Just after midnight on 3 December, Hoa sent his 1st Battalion, 141st Regiment into action against another night defensive position 3 km south of the 24 November attack. The defending force consisted of Company D, 1/18th Infantry, and a mechanized platoon from Company C, 2/2nd Infantry. This time the PAVN succeeding in penetrating the perimeter before again being forced back by defensive fire, air and artillery strikes. PAVN losses were 27 killed, while U.S. losses were 7 killed.

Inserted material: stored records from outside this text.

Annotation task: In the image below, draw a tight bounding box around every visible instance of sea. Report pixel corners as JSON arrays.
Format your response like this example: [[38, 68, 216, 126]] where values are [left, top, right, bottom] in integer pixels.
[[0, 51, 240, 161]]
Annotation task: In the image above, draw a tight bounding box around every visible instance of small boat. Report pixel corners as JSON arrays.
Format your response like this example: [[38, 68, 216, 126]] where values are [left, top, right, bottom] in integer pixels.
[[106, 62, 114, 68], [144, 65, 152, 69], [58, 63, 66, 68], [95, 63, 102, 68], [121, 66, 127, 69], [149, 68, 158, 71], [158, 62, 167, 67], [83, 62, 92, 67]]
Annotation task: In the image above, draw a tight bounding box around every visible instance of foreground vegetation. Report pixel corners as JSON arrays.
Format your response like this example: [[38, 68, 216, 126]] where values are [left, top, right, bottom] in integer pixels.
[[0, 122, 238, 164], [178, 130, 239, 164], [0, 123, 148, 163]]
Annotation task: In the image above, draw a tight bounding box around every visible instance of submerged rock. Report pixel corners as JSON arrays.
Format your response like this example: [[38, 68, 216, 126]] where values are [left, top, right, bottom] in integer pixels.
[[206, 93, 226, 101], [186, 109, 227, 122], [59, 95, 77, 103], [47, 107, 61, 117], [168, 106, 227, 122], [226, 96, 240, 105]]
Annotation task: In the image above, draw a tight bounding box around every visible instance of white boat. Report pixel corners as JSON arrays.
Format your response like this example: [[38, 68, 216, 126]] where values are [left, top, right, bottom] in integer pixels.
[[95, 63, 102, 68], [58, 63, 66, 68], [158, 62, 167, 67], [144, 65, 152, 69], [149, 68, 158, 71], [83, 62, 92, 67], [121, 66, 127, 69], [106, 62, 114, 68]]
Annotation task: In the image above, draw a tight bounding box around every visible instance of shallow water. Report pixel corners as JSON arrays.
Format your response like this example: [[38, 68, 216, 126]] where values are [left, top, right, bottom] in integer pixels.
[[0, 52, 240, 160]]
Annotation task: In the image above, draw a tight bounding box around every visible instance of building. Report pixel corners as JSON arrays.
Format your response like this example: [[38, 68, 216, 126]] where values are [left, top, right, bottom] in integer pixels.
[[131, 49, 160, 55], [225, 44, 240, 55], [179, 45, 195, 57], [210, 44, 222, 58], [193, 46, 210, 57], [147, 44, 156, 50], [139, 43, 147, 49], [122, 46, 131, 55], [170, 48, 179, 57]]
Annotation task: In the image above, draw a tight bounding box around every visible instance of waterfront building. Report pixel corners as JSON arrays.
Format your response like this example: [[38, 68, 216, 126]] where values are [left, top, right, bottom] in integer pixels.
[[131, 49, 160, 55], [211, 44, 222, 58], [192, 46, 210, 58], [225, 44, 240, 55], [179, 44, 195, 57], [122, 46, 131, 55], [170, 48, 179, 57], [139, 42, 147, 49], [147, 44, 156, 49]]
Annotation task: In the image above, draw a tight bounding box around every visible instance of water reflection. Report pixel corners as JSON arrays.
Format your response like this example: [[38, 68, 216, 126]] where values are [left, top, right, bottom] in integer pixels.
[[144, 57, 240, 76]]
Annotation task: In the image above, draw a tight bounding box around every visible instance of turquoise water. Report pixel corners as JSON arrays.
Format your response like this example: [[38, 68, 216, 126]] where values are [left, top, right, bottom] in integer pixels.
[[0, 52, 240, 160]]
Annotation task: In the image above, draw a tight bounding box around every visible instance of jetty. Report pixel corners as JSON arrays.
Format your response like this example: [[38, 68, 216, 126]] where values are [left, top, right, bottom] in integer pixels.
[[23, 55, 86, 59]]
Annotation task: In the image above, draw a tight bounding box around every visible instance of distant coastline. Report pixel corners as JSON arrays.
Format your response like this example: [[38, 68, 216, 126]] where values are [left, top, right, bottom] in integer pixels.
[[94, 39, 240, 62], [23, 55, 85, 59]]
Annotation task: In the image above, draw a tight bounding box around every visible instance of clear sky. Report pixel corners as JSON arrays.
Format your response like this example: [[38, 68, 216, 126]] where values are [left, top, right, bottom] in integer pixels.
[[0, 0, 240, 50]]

On 10 December Colonel Hoa targeted Caisson VI 6 km south of An Lộc. Defending the base was Company A, 1/18th Infantry and Troop A, 1st Squadron, 4th Cavalry with 3 M48A3 tanks and 4 M113s dug into fighting positions around the perimeter. The base also housed Battery A, 6th Battalion, 15th Artillery, equipped with 105-mm howitzers and Battery C, 8th Battalion, 6th Artillery Regiment, equipped with 155-mm howitzers. At 02:00 a barrage of 75-mm recoilless rifles and 82-mm and 120-mm mortars hit the firebase. When this barrage ended VC from the 165th Regiment attacked the north, west and east of the perimeter. Sapper teams penetrated the northern perimeter and VC troops raced for the gap which was soon covered by Canister shot from the M48s. Intensive artillery fire soon forced the PAVN to withdraw and by 03:30 the battle was over. At dawn U.S. soldiers policed the perimeter finding 143 dead, U.S. losses were 1 killed.

==Aftermath==
The operation concluded on 10 December 1967. The U.S. forces had successfully reopened Highway 13 and claimed to have inflicted serious losses on several PAVN/VC Battalions blunting their offensive plans.